On nous peigne, on nous met du produit dans les cheveux qui fait tousser. Mon reflet dans le miroir ne me plaît pas, c’est trop parfait, sans âme. En fait de mannequin, je tiens plus de celui, figé et en plastique, des grands magasins. Se changer se fait derrière un paravent, à l’abri des regards, ce que je trouve ridicule vu nos âges.

En plus c’est hypocrite, plusieurs hommes n’arrêtent pas d’y passer comme par hasard. Enfin, on nous installe et ça démarre. Pas trop tôt. Je suis les directives, encore un peu endormie (maman m’a réveillée avant six heures !). L’idée est juste de mettre en valeur des tables, chaises, frigos et canapés. La dame du début nous dit de nous détendre, d’être naturelles. « Amusez-vous ! » qu’elle répète, faussement copine, en fait plutôt autoritaire. S’amuser, et comment donc ?


Ils ne font rien pour nous détendre ni nous divertir.

Je porte une robe rose très sage, des chaussettes imitation dentelle sophistiquée

qu’on me remonte jusqu’aux genoux, un serre-tête. Je n’avais jamais été si ringarde. Maman est enchantée.

Le photographe, si gentil et attentionné soit-il, n’est jamais satisfait et il faut reprendre les mêmes poses des tas de fois. Il y a des portes murées, de fausses fenêtres. Les trois autres filles sélectionnées de mon école passent un autre jour, je suis en compagnie d’une petite de six ans n’arrêtant pas de me coller et d’une grande pimbêche, de deux ans mon aînée, qui se prétend « professionnelle ».
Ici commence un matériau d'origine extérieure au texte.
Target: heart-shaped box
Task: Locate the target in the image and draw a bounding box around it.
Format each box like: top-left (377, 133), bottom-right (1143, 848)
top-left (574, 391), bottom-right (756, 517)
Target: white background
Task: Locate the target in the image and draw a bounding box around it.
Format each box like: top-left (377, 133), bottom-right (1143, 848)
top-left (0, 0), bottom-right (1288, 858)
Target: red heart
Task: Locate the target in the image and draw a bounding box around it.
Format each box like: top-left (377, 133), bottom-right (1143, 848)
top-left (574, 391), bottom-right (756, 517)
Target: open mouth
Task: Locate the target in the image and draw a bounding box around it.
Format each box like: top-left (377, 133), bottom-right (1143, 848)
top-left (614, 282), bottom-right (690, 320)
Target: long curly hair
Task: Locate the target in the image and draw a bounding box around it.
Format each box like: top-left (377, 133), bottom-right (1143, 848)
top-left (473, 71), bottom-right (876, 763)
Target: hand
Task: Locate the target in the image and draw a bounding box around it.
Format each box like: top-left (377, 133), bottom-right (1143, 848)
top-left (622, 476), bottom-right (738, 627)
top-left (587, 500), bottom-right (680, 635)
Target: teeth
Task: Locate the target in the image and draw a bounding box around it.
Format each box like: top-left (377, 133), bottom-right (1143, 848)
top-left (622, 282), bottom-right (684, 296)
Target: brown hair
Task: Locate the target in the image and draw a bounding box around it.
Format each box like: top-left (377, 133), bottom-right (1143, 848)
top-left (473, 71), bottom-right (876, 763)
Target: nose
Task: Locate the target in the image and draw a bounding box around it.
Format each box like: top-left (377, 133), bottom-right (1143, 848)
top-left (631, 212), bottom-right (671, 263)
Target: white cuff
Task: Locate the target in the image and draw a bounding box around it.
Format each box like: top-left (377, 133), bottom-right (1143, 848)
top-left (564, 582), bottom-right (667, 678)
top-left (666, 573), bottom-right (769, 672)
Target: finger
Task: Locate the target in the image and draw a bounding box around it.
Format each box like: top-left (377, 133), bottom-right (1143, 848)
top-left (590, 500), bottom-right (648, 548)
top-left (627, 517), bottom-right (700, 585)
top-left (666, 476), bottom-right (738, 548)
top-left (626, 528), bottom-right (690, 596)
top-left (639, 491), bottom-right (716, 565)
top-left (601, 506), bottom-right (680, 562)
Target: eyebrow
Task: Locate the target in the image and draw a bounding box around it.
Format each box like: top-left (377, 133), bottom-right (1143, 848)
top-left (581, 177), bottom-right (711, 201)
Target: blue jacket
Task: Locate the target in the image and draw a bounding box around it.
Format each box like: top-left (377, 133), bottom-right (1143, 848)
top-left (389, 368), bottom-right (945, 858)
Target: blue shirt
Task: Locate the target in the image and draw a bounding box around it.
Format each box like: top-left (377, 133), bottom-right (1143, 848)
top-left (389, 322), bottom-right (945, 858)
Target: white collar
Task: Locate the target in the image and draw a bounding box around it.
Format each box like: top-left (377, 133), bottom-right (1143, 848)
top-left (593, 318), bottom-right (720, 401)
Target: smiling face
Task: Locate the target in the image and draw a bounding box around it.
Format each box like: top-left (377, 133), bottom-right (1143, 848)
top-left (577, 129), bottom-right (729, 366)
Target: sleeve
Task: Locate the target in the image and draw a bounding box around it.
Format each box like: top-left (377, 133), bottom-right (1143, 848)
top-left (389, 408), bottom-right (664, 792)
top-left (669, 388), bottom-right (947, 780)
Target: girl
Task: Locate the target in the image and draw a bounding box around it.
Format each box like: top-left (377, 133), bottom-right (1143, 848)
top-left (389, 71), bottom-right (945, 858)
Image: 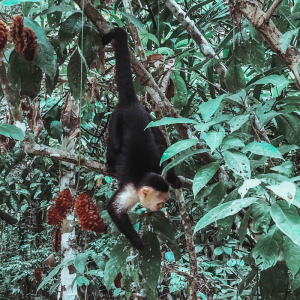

Maquillée comme tu es professionnelle de quoi, ai-je failli lui dire. Il y a aussi un homme et une femme, les seuls véritables pros je pense, sympas et un peu superficiels. Les consignes sont simples : jouer des scènes du quotidien, comme si ces deux filles étaient mes sœurs et ces deux grands mes parents. On fait mine de jouer ensemble, de se raconter des blagues, prendre le petit-déjeuner, rentrer de l’école…

On se change trois ou quatre fois, dont une où on est au lit, en pyjamas, la maman fictive faisant comme si elle nous lisait une histoire. Ça se corse. En apparence tout va bien : au bout d’une heure j’ai pris le pli, le photographe est content de moi, de nous, on enchaîne plus vite les séquences. La grande pimbêche est étonnante, effectivement très pro j’avoue : l’instant du cliché elle me sourit aux éclats, dès la pose terminée m’ignore avec dédain.

Toi ma belle dans quelques années tu te feras attraper à quatre pattes pour monter en grade,

je ne te dis que ça. Cette fausse sœur voit sans doute en moi une concurrente potentielle… Au fond c’est flatteur. Elle n’a pas à s’en faire, j’ai hâte de partir et de ne plus revenir. Mimer une famille unie qui s’aime est jeu trop cruel. Mon cœur pleure, faisant contraste à mon sourire forcé aux dents trop blanches pour être vraies.

Mon personnage câline la maman, se balade avec le papa en lui tenant la main, est coiffée par la maman dans la salle de bain (« Non Chloé n’enlève pas tout ! En culotte sous la robe de chambre ça ira »)… Même du temps où les parents s’aimaient nous n’avons jamais fait tout cela. Pourtant, que du banal ! J’ai plutôt vécu des petits dèj’ seule, parents déjà partis ou pas encore levés, et des aprèms eux devant la téloche moi dans ma chambre, ou eux dans leur chambre moi devant la téloche… Au mieux, tout le monde devant la téloche.